Edingborough was by then the top university for surgeon. They would earn the equivalent of £500, 000 today. But even famous anatomists such as Robert Knox fell foul of the body snatchers who would resurrect bodies for a price.
The most famous were a pair of flat mates called William Burke and William Hare. When an old man died in their house, they thought of bypassing the grave and selling directly to the anatomists. Later they turned to murder and suffocated their victims to conceal foul play. The price was £7 each. They were bought to justice, Hare, turned kings evidence, Burke was striped flayed and his skin was sold by the strip. Of the bodies they murdered the police found the final body in Knox’s dissecting room. The public burned his house and forced him to flee.
The fight for the dead bodies of the diseased were fought for from about 1829. A bill passed the House of Commons but was stopped in the Lords as it was unfair on the poor.
The anatomy act in 1832 gave the anatomists the right to claim unclaimed bodies. But it did more than that. It was a landmark in the acceptance of doctors need to knowledge of the make up of the human body. It nearly stopped the illegal trade of bodies. Regional inspectors kept the law and dissection was only permissible with the acceptance of the next of kin and must be greater than 48 hours after death. However murderer’s were used previously for dissection so for the poor the stigma of being used medically was an extra insult. In workhouses inmates could sign and write a declaration in  front of two wittiness to prevent they body being used but as many were illiterate this proved worthless.

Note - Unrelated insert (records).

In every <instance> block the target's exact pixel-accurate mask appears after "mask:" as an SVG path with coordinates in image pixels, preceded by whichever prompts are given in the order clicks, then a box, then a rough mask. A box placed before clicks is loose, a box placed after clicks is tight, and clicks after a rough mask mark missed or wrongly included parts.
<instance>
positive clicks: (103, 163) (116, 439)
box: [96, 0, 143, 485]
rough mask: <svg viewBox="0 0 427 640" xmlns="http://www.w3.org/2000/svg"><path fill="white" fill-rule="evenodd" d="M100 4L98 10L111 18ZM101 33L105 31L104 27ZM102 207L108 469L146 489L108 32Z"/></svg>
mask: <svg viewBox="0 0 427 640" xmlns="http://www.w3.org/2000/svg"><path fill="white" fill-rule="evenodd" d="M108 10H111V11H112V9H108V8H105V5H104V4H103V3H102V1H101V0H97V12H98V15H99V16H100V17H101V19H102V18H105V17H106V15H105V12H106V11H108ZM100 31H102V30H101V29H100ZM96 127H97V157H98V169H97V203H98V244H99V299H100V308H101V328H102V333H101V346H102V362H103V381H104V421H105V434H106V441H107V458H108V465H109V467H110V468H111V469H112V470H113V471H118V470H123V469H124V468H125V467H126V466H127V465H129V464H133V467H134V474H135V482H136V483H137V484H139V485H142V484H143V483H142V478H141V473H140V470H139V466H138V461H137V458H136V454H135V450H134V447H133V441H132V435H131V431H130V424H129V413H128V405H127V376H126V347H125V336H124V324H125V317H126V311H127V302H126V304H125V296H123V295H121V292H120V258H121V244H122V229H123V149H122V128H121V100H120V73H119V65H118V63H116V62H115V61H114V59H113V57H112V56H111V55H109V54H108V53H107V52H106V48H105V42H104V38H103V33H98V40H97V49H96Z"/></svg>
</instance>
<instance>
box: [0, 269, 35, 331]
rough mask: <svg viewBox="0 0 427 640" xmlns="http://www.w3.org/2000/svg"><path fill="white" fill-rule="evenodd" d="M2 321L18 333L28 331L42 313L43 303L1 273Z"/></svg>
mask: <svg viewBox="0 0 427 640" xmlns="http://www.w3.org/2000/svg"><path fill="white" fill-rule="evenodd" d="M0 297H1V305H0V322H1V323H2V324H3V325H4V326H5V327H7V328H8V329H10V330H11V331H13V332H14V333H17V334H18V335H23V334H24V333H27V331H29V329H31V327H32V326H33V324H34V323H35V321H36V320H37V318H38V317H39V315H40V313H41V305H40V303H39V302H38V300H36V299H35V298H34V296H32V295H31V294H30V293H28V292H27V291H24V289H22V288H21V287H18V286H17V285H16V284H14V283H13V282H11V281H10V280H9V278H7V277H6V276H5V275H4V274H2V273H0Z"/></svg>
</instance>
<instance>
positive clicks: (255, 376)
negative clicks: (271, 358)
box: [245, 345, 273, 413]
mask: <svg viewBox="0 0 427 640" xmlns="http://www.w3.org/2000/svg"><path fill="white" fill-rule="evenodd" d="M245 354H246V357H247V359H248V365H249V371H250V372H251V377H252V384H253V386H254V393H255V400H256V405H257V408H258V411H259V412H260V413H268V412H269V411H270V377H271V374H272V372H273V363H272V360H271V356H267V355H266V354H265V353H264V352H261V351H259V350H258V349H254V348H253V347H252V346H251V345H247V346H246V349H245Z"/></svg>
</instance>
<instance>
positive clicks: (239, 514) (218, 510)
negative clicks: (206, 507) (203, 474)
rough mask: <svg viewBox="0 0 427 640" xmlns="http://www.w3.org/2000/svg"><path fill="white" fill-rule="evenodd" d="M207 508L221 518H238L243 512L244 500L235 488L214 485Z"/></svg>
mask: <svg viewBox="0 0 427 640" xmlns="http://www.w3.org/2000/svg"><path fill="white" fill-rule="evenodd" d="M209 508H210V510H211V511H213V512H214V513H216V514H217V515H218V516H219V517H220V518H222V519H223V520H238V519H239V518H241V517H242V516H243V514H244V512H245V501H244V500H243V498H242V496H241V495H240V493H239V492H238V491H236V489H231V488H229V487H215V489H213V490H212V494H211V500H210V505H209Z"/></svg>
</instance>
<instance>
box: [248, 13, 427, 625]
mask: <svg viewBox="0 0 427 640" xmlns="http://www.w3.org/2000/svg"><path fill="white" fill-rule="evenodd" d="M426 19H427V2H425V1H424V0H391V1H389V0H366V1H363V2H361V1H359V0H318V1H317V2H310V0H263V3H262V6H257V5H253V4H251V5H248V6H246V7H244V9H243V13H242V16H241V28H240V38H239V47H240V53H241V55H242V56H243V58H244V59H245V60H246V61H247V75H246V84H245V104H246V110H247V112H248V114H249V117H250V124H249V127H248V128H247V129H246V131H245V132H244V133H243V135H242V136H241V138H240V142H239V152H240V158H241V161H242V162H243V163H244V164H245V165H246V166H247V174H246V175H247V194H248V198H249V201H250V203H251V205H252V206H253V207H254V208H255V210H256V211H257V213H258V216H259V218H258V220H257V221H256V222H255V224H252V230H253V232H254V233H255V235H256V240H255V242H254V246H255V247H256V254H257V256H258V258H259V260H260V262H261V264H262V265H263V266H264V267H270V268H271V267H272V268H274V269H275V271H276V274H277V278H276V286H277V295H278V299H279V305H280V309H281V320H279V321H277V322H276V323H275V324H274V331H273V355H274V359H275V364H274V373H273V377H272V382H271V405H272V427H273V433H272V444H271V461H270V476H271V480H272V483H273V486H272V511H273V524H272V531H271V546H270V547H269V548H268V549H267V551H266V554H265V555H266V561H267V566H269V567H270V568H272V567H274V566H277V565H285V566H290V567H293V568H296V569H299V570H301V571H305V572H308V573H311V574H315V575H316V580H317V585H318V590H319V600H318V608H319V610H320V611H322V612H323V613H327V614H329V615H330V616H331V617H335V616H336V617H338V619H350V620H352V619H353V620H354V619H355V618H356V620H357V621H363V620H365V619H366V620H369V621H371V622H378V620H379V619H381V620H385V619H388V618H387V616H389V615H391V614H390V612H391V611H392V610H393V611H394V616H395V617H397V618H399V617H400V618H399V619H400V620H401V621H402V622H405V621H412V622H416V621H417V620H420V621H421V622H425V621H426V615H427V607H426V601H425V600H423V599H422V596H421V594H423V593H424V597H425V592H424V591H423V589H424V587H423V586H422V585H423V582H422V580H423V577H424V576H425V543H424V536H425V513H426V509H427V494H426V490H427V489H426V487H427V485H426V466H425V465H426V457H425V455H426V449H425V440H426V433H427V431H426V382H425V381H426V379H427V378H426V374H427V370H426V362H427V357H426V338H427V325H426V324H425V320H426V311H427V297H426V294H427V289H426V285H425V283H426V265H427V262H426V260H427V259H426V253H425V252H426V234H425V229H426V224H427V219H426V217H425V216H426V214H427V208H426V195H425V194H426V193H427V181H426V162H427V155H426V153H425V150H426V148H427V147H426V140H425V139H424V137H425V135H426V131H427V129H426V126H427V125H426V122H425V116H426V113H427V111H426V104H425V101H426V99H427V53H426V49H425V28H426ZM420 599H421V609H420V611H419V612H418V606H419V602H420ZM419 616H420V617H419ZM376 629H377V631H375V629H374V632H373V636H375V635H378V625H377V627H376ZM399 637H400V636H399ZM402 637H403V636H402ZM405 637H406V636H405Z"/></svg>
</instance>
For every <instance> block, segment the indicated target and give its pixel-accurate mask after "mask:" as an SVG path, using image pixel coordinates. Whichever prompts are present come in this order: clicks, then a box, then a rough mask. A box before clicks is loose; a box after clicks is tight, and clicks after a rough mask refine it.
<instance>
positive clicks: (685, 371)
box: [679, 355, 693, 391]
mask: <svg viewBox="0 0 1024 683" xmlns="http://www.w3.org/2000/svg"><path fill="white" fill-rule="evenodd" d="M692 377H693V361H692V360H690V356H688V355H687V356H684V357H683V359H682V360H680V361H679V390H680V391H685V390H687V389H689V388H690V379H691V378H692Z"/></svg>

Had the act allowed for an opting ‘in’ instead of by default the act would have failed. (Richardson 1991). What’s more the consequences were a stigma for punishment and poor once more paying for there wealth. Secondly more dissection was done, outstripping the number of bodies and which lead to body snatching again and the fight between hospital school and private teaching clinic in which the hospital school won. It lead to trying to  preserve bodies for longer and utilisation of formaldehydes to do so.
The apothecaries also lost out as it was the physicians surgeons who were allowed to claim bodies not them. It placed one more wedge between them.
Finally the act caused public riots, burning of anatomists houses and their schools.
The tradition of anatomy lived on and Henry Grey who later died of smallpox produced his works in 1858.
Overall the public has changed with time to give there body up to dissection.

The body snatching profession still goes on. In 2001 Liverpool hospital were accused of taking parts of babies without consent on over 800 families.





There are no questions over this section for you to hand in. Providing you have read and digested a little of what is in the hand out it is enough. My hope is you will use this as a resource guide in the future.